MSC in PennLive: Say No to a Severance Tax – It’s a Job-Crusher

By David Spigelmyer

This budget season, we’ve seen encouraging signs of true leadership from some who are committed to creating new, long-term job and economic growth opportunities for the Commonwealth.

Unfortunately, we’ve also heard from some lawmakers whose only “solutions” are massive, job-crushing energy tax increases.

It’s time for a fresh look at the real solutions that will enhance Pennsylvania’s competitiveness and make our state a better place to invest, hire and grow over the long-term.

With natural gas development, manufacturing jobs are coming back to Pennsylvania. From the ethane cracker plant under construction in Beaver County to the revitalization of Marcus Hook along the Delaware River, the Commonwealth is undergoing a positive and potentially generational transformation.

If our state leaders look to our natural resources as an economic growth engine that fuels opportunities to create new jobs and manufacturing growth – rather than a quick-fix to patch longstanding, systemic financial woes – we can continue the progress made and create additional opportunities for Pennsylvania.

From a tax perspective, Pennsylvania’s impact fee – our state’s tax on natural gas development, which has been in place for six years – is working. This unique tax has generated more than $1.2 billion in new revenue for the Commonwealth and, last year, represented a 9.16% effective tax rate on production – the highest effective rate of any state that imposes a drilling activity tax.

Pennsylvania’s one-of-a-kind impact tax generated more revenue last year than the combined severance tax revenues in four of the nation’s largest energy producing states including Arkansas, Colorado, Ohio and West Virginia. Think about that. While some suggest that Pennsylvania’s natural gas producers aren’t “paying their fair share,” the facts very clearly suggest otherwise.

This debate is not about whether Pennsylvania taxes natural gas development; it is about who oversees and directs the hundreds of millions of dollars in new revenue. Currently, the natural gas impact tax empowers county and municipal leaders by keeping revenues local for community projects, as well as funds of environmental and conservation programs.  And it should remain that way.

In fact, we already know that the states that heavily rely on severance tax revenues to balance their budgets have suffered in recent years as the energy market continues through a historic downturn that’s resulted in deep and painful job loss. Texas, Oklahoma, North Dakota, and neighboring West Virginia have recently faced massive budget deficits, resulting in deep cuts to programs because of over-reliance on the unstable tax.

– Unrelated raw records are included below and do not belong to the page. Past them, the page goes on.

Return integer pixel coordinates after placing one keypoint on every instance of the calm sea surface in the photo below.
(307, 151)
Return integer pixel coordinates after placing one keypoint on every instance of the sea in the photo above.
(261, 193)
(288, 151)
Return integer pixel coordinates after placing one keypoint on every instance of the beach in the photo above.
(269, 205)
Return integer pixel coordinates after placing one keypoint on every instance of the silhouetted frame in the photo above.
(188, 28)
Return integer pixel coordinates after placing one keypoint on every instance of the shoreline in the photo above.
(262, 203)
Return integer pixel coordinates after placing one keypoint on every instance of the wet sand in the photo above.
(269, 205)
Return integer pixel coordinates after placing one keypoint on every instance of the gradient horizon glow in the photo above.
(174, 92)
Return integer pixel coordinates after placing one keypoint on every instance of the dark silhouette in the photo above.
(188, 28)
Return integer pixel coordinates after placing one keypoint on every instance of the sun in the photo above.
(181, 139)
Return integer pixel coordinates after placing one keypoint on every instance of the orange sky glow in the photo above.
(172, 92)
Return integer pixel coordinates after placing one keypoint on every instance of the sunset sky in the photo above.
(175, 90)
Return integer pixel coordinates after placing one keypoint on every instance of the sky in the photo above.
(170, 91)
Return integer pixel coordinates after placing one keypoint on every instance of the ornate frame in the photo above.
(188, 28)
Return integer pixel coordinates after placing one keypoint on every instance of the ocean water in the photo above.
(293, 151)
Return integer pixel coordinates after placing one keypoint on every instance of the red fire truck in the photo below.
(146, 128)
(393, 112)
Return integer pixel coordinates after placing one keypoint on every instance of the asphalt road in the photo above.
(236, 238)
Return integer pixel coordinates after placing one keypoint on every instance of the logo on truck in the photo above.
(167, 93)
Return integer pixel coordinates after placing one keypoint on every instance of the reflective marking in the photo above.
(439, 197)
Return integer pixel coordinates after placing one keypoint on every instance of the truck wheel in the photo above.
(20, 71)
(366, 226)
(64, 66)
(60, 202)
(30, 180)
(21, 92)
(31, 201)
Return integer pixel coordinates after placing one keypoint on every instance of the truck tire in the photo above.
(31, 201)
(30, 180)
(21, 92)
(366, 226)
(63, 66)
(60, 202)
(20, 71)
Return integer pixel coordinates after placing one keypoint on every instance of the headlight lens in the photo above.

While it may be politically expedient for some, higher energy taxes will harm job creators, small businesses, consumers, and damage the Commonwealth’s ability to compete for investments that are needed to create good-paying local jobs.

Pennsylvania is not the only state with shale resources. That cannot be lost on anyone. Competition for limited capital investment is fierce and business decisions are based on where energy producers can receive the best return on investment. Unfortunately, we’re already falling behind states along the Gulf Coast and the Permian Basin, as Pennsylvania’s burdensome regulatory structure coupled with a permitting logjam and the continued threat of even higher taxes is driving investment elsewhere.

The commonsense path forward are solutions that streamline permitting delays, encourage investment in natural gas production and use, and attract new manufacturers that can capitalize on our abundant and affordable resources.

Our leaders are facing critical choices, and we hope and strongly encourage them to embrace policies that create more Pennsylvania jobs, economic opportunity, as well as energy production and manufacturing growth. Doing so will create longer-term, stable revenue for the Commonwealth.